I'm running the Spark code below (basically created as a MVE) which does a:
I'm struggling to understand why I get a different number of rows in the joined
dataframe i.e. the dataframe after stage 3 above each time I run the application. Why is this happening?
The reason I think that shouldn't be happening is that the limit
is deterministic so each time the same rows should be in the partitioned dataframe, albeit in a different order. In the join I am joining on the field that the partition was done on.
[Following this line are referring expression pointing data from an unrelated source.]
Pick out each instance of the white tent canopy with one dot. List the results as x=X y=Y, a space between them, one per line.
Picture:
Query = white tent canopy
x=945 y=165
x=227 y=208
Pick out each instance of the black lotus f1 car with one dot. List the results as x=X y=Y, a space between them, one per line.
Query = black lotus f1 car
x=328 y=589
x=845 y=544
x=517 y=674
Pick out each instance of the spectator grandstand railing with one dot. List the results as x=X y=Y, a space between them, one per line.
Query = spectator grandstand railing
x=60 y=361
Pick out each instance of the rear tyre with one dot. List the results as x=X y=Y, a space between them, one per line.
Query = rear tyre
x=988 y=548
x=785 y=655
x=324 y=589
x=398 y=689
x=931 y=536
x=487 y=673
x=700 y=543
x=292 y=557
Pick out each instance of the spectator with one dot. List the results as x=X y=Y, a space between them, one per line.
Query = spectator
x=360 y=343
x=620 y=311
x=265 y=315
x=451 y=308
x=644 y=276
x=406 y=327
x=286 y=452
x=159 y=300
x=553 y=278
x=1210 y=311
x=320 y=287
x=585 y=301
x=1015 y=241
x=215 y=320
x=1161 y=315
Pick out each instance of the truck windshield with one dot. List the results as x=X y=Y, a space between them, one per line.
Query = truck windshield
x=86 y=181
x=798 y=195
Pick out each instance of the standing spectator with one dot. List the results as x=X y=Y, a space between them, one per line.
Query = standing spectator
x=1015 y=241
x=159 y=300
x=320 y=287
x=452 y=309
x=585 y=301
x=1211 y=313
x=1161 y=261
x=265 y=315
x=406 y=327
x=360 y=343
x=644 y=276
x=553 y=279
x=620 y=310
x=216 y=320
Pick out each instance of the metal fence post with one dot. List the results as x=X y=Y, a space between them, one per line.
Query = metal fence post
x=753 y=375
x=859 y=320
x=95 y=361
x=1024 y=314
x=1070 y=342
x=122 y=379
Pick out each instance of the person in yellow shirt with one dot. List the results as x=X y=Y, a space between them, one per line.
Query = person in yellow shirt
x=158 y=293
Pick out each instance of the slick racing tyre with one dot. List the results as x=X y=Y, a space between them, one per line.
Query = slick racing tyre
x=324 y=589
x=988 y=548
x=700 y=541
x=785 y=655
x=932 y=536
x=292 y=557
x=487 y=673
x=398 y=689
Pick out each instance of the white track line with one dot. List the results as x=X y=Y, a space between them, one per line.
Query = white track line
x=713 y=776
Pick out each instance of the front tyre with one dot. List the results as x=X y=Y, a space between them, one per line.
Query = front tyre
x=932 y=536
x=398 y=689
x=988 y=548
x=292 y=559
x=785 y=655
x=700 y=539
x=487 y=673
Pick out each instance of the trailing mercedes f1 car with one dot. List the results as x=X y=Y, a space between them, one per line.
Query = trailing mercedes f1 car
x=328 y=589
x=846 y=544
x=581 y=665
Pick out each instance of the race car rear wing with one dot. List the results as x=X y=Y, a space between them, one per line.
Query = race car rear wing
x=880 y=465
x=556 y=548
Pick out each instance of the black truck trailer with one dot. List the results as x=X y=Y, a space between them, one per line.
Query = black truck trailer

I am expecting to have every combination of pairs within a partition, but I think this should equate to the same number each time.
def main(args: Array[String]) {
val maxRows = args(0)
val spark = SparkSession.builder.getOrCreate()
val windowSpec = Window.partitionBy("epoch_1min").orderBy("epoch")
val data = spark.read.parquet("srcfile.parquet").limit(maxRows.toInt)
val partitionDf = data.withColumn("row", row_number().over(windowSpec))
partitionDf.persist(StorageLevel.MEMORY_ONLY)
logger.debug(s"${partitionDf.count()} rows in partitioned data")
val dfOrig = partitionDf.withColumnRenamed("epoch_1min", "epoch_1min_orig").withColumnRenamed("row", "row_orig")
val dfDest = partitionDf.withColumnRenamed("epoch_1min", "epoch_1min_dest").withColumnRenamed("row", "row_dest")
val joined = dfOrig.join(dfDest, dfOrig("epoch_1min_orig") === dfDest("epoch_1min_dest"), "inner")
logger.debug(s"Rows in joined dataframe ${joined.count()}")
val filtered = joined.filter(col("row_orig") < col("row_dest"))
logger.debug(s"Rows in filtered dataframe ${filtered.count()}")
}